Evolution of Allogeneic Stem Cell Transplantation: Main Focus on AML
Round 1
Reviewer 1 Report
Comments and Suggestions for AuthorsIn the last years, we have witnessed exciting advancements in the treatment of hematologic malignancies, including acute myeloid leukemia. Consistently, allogeneic hematopoietic stem cell transplantation (allo-HSCT) has shifted from "ultimate" therapy to one of the therapeutic strategies adopted for acute myeloid leukemia.

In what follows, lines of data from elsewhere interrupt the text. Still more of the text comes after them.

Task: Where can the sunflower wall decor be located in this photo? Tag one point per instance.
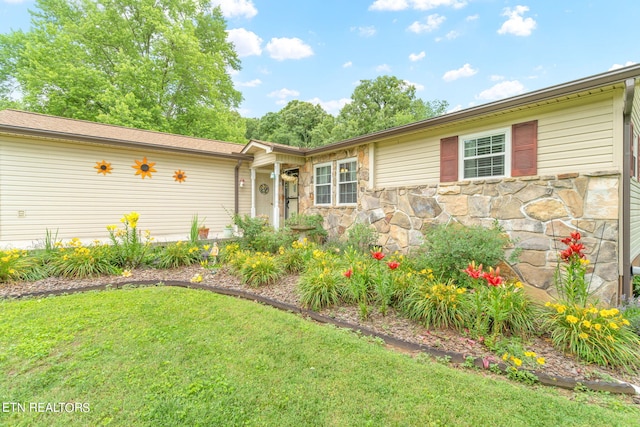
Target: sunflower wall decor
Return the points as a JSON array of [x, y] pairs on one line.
[[144, 168], [179, 176], [103, 167]]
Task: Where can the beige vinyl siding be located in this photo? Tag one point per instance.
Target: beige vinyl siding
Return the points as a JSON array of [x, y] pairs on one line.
[[57, 187], [574, 135], [635, 185]]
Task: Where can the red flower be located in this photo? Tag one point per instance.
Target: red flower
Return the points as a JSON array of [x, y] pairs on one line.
[[393, 264], [472, 271], [493, 277]]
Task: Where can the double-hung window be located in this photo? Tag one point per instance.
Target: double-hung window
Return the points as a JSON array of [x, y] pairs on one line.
[[347, 182], [322, 174], [486, 155]]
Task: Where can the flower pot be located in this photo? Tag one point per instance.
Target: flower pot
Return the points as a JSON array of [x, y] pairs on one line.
[[203, 233]]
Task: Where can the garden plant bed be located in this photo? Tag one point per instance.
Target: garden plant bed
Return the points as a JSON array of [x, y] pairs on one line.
[[559, 369]]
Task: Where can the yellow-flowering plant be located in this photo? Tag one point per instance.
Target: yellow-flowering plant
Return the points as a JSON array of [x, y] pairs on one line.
[[595, 335]]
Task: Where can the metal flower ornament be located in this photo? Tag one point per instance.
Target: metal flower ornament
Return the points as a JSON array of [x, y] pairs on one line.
[[144, 168]]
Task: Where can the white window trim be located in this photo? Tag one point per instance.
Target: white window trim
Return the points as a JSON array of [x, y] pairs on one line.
[[337, 187], [315, 184], [507, 154]]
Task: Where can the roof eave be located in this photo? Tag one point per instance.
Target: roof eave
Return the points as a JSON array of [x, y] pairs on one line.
[[22, 131], [565, 89]]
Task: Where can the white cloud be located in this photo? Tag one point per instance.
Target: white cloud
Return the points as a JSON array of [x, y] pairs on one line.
[[516, 24], [233, 8], [288, 48], [616, 66], [501, 90], [465, 71], [432, 22], [250, 83], [331, 107], [365, 31], [247, 43], [284, 93], [418, 86], [389, 5], [395, 5], [417, 56]]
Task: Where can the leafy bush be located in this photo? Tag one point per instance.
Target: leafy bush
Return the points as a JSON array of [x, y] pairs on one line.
[[448, 249], [178, 254], [260, 268]]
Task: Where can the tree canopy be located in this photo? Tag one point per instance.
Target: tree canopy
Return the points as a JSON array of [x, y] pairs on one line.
[[150, 64], [378, 104]]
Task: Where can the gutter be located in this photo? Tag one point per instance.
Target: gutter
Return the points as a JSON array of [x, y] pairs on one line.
[[236, 188], [624, 287]]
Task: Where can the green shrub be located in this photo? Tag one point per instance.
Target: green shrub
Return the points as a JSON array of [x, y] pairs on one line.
[[178, 254], [260, 268], [362, 237], [448, 249]]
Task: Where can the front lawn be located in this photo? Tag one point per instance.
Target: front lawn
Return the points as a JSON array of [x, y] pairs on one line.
[[173, 356]]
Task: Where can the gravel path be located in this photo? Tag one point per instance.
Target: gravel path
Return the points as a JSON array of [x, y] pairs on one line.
[[557, 364]]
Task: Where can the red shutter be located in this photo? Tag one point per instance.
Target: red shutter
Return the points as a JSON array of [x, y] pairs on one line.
[[632, 158], [449, 159], [524, 149], [638, 159]]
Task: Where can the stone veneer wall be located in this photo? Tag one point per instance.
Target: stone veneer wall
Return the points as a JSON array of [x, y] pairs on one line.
[[536, 212]]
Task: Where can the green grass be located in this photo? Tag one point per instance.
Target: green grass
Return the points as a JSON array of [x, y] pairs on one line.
[[172, 356]]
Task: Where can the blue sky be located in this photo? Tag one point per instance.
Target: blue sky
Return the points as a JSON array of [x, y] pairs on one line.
[[467, 52]]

The advancements in risk stratification, alongside conditioning regimens, and graft-versus-host disease (GVHS) prophylaxis have improved the outcome and transplant eligibility as well as donor selection.
In the manuscript titled "Evolution of allogenic stem cells transplant: main focus on AML" Inoue Y. and colleagues review the key developments in allo-HSCT for AML.
The manuscript comprehensively covers the topic. From my side, no major flaws are detected. A minor issue concerns the references that appear not properly formatted according to the journal guidelines.
Author Response
Please see the attachment.
Author Response File: Author Response.pdf
Reviewer 2 Report
Comments and Suggestions for AuthorsI have the following concerns/questions:
1. TP53 AML as you state is a very challenging disease, extremely hard to treat. Are there any data regarding which subset of TP53 AML patients should be transplanted? I am giving the following reference for information, but the authors are instructed to search for more information.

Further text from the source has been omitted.